Praise Jesus.  May I continue to learn to walk in His ways.

Tuesday, April 17, 2012

flowers appear

view from my window
It is spring.  One of my favorite things about spring is the flowers.  I was driving to work this morning and--this might sound weird--but as I was driving through all of the flowering trees--the magnolias, lilac bushes, dogwoods, etc--I felt like they were ministering to me.  Grace, beauty, renewal, LIFE... this is what flowers speak to me.

So in the spring, I just want to be WITH the flowers as much as possible.  I went to Longwood Gardens on Good Friday and I could have stood in the tulip walkway all day, taking in the colors, shapes, forms, all of it.  What beauty.  I love those flowers.

It's funny.  I find myself at the grocery store almost every day, either buying a cup of coffee, sushi for lunch, fresh strawberries, etc, etc, etc.  But now that it's spring, I end up buying something else too.  Tulips are on sale for $2 with the shopper's card.  I can't tell you how many times I've walked in there and walked out with a tulip.  They truly bring me joy.  I'm sitting at my desk now looking at the bright orange tulip I bought last week.  I think it's dying now... so my friend just went to the grocery store with my $2 and returned with a pretty pink hyacinth.  And this one smells lovely. =)

The other day, I walked in to my office to find a pretty purple flower sitting in a pot on my desk.  I didn't buy that one for myself, but it sure was pretty.  I walked around to everyone that I knew--"do you know who gave me this flower?"  Nobody fessed up.  I was told I had an admirer. =)  But I loved that flower more than any of the others.  It was a gift, an unexpected one.  Somebody, somewhere either knew or imagined my love for flowers (and the color purple!) and left one for me.  I loved that flower, and I was very sad when it died.

That pretty purple flower speaks to me a great lesson that my heart has been learning.  I love beauty.  Beauty speaks to me of the world that my heart was meant for, the world that one day I will live in--where nothing will be broken and everything will be in its fullness.  I so long to see glimpses of that world in the here and now--experience it, partake in it, savor it, sit in it for a while.  So I look for beauty, and I often stubbornly insist on finding it and easily feel disappointed when I don't.
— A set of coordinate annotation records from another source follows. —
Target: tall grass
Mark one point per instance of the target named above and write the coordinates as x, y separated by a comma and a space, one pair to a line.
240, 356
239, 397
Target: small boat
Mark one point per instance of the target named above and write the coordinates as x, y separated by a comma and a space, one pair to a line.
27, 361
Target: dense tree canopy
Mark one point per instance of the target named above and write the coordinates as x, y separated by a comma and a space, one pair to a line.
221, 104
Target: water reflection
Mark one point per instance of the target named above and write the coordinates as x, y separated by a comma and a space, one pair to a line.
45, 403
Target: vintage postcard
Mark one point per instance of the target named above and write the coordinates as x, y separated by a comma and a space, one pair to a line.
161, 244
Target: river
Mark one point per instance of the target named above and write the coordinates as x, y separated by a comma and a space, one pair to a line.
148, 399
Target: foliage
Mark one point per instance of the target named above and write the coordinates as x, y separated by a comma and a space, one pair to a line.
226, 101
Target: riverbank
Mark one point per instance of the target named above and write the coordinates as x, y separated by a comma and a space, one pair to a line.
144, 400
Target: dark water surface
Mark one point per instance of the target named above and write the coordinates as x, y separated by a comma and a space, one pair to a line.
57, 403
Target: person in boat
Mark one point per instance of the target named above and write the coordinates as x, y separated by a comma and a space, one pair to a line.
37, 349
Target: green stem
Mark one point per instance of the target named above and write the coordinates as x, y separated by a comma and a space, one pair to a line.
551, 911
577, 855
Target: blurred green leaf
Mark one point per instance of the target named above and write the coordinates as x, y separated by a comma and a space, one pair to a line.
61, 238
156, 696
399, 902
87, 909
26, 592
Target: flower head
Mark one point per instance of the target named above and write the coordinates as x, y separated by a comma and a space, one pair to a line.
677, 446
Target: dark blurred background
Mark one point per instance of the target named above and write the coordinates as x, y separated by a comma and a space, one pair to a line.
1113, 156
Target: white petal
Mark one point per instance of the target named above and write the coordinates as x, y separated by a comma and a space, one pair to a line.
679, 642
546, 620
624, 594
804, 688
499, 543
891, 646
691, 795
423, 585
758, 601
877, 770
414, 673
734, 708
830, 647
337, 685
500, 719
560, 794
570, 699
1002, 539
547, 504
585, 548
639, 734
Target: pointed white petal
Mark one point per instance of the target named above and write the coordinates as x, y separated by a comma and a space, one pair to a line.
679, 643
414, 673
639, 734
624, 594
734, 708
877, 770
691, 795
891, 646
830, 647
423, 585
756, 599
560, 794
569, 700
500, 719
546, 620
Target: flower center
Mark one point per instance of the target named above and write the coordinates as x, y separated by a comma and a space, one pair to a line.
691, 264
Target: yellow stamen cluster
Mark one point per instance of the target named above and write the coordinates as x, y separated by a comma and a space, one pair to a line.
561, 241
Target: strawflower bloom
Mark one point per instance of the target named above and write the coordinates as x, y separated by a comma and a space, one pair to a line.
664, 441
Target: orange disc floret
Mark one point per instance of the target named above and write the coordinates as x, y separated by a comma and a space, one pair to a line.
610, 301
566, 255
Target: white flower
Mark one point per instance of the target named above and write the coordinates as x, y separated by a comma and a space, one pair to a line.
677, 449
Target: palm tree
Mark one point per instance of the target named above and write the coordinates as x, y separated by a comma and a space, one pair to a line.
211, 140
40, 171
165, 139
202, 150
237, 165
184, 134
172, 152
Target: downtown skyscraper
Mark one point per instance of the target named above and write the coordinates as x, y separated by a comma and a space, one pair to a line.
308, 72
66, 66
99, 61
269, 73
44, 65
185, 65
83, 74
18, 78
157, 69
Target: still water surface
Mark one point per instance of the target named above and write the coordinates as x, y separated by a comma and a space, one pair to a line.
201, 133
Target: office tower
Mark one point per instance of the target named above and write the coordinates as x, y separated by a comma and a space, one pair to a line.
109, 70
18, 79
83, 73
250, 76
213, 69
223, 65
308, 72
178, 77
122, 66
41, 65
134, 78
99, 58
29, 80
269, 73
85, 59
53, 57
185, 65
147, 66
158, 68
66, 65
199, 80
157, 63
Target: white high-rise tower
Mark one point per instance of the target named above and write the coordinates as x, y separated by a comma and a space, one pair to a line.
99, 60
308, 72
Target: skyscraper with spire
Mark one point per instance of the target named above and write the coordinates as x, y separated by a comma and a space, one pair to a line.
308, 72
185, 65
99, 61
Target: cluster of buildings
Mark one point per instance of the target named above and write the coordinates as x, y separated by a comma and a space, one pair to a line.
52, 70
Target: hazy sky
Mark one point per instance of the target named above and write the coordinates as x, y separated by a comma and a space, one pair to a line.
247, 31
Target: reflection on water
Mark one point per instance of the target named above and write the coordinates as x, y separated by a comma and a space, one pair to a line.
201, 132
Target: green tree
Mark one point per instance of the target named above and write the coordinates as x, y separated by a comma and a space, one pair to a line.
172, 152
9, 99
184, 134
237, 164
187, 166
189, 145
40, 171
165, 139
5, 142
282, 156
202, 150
So sometimes, I find myself at the grocery store with my $2 tulips, enjoying the (affordable) beauty that they bring!  But other times, I am just going about my daily business and I sit down at my desk to find a flower waiting for me.  Unexpected beauty in an unexpected gift.  I think it's the heart of the Father going out to me, speaking to me, "I know your heart, daughter.  I know what brings you joy.  And I delight to meet you in that place."  And I know He does.  I must admit that I love those pretty purple flowers the most-- the moments beyond human understanding, when the Supernatural seems to break through my world and tell me that He gets me, knows me, and is with me.

Choosing to live this life by faith in Jesus is not easy.  Some days, I wonder if I'm doing anything right or making an impact on anyone at all.  That's probably part of why I love to see the beauty in this world-- because it reminds me that yes, this really is my Father's world.  But there are moments that seem like Divine confirmation-- when an unexpected flower appears, an Eternal "yes" to my question, saying to me "yes, Bethany, you are my beloved daughter. With you I am well pleased."  Those times are my favorite.